Chart watchers are eyeing the recent breakout as the start of the next leg of the uptrend, potentially propelling the stock above the $600 mark. Katie Stockton, a technical analyst at Fairlead Strategies, suggests that the breakout is a bullish medium-term development. It has resolved a four-month trading range and ushered in a definitive upward move.
Nvidia's stock (NVDA) saw a rise of 2.1% in afternoon trading on Wednesday, marking a fifth consecutive gain and a third consecutive record close. Over the past five sessions, the stock has soared 14%, demonstrating its best five-day performance since June.
This impressive rally coincides with the company's announcement of expanded partnerships with drug-discovery companies and its selection as the provider of centralized car computers for various Chinese electric-vehicle makers.
On the stock's chart, the Relative Strength Index (RSI) has climbed to 72.03, according to FactSet data. Many analysts consider RSI readings above 70 as a sign of overbought conditions. In fact, Nvidia's RSI is now at its highest level since reaching 74.77 on July 18.
It's evident that Nvidia's stock is currently in a strong position, defying overbought conditions and attracting significant attention from investors. The breakout has paved the way for further gains, potentially propelling the stock beyond $600. With the company's impressive partnerships and innovative technologies, Nvidia is indeed one of Wall Street's favorite stocks for the coming years.

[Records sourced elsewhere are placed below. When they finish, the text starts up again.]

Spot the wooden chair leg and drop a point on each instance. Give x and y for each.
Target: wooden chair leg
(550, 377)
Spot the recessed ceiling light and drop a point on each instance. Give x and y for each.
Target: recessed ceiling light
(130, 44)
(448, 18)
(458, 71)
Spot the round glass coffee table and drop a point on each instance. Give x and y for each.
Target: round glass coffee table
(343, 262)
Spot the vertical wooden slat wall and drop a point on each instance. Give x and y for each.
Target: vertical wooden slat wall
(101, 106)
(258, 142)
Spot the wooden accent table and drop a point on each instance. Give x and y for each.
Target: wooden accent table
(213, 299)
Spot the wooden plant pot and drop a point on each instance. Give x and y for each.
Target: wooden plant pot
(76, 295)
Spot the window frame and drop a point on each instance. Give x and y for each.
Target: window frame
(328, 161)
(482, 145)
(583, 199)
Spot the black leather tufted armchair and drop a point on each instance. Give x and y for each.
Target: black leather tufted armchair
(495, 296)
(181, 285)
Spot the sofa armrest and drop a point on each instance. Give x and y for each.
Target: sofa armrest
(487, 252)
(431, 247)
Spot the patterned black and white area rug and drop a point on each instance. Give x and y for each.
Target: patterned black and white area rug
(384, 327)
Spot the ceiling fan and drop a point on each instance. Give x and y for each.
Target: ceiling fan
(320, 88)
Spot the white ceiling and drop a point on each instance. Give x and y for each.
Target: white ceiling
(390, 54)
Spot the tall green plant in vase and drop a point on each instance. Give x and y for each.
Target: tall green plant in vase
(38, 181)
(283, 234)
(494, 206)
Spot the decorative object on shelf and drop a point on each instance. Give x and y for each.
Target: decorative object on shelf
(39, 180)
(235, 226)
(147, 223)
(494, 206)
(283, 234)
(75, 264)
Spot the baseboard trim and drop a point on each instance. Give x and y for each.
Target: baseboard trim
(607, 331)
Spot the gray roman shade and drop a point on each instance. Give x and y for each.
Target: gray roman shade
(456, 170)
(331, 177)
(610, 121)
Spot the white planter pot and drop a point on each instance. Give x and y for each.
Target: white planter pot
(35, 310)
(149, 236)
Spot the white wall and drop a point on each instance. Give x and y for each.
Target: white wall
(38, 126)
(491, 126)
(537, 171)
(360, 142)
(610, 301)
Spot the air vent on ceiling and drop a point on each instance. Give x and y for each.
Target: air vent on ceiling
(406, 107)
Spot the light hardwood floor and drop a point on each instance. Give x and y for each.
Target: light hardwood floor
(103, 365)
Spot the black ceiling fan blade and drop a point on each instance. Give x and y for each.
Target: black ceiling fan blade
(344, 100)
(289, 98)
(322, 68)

Sources: Nvidia tops the list of Wall Street's 20 favorite stocks for 2024
Bollinger Bands Indicator Signals Nvidia's Overbought Condition
The stock for Nvidia is currently trading 2.5% above the top line of the Bollinger Bands indicator, indicating an overbought status. The Bollinger Bands indicator is composed of three lines that overlay the price chart. The middle line represents a 20-day moving average, while the top and bottom lines are positioned two standard deviations away from the middle line. To learn more about Bollinger Bands, click here.

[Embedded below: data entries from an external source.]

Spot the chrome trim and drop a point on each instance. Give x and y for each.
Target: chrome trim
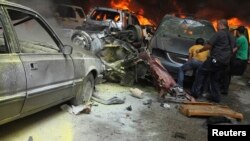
(12, 97)
(173, 60)
(47, 88)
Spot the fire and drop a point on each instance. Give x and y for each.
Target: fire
(234, 23)
(121, 4)
(126, 5)
(178, 9)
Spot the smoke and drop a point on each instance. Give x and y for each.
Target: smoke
(156, 9)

It is important to note that an overbought condition does not necessarily mean that the stock's rally is coming to an end. In fact, some observers may interpret overbought indicators as a sign of underlying strength rather than a cause for concern.
According to DataTrek Research co-founder, Jessica Rabe, Nvidia's stock is currently at an all-time high but has yet to reach statistically significant overbought levels. Looking at the RSI chart above, we can see that previous instances of similarly high readings resulted in only brief pauses in the stock's rally without derailing its upward trend.

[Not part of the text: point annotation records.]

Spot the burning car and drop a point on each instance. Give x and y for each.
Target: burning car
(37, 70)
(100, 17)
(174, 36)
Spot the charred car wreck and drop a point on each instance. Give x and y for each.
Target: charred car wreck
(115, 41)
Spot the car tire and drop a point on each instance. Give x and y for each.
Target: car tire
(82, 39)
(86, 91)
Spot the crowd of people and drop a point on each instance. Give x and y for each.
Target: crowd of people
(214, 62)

The same can be said for previous occasions when the stock was as far above the top Bollinger Bands line as it is now. Momentum, as stated by Rabe, is a potent tool that should not be disregarded. She emphasizes the importance of adhering to the cardinal rule of "never short a new high" and advises against betting on a pullback despite an unusually significant rally into overbought territory.
In summary, while Nvidia's stock may currently be in an overbought condition, the rally is not necessarily coming to an end. Observations from industry experts suggest that an overbought status could indicate underlying strength. Considering the track record of previous instances, it is wise not to bet against the momentum.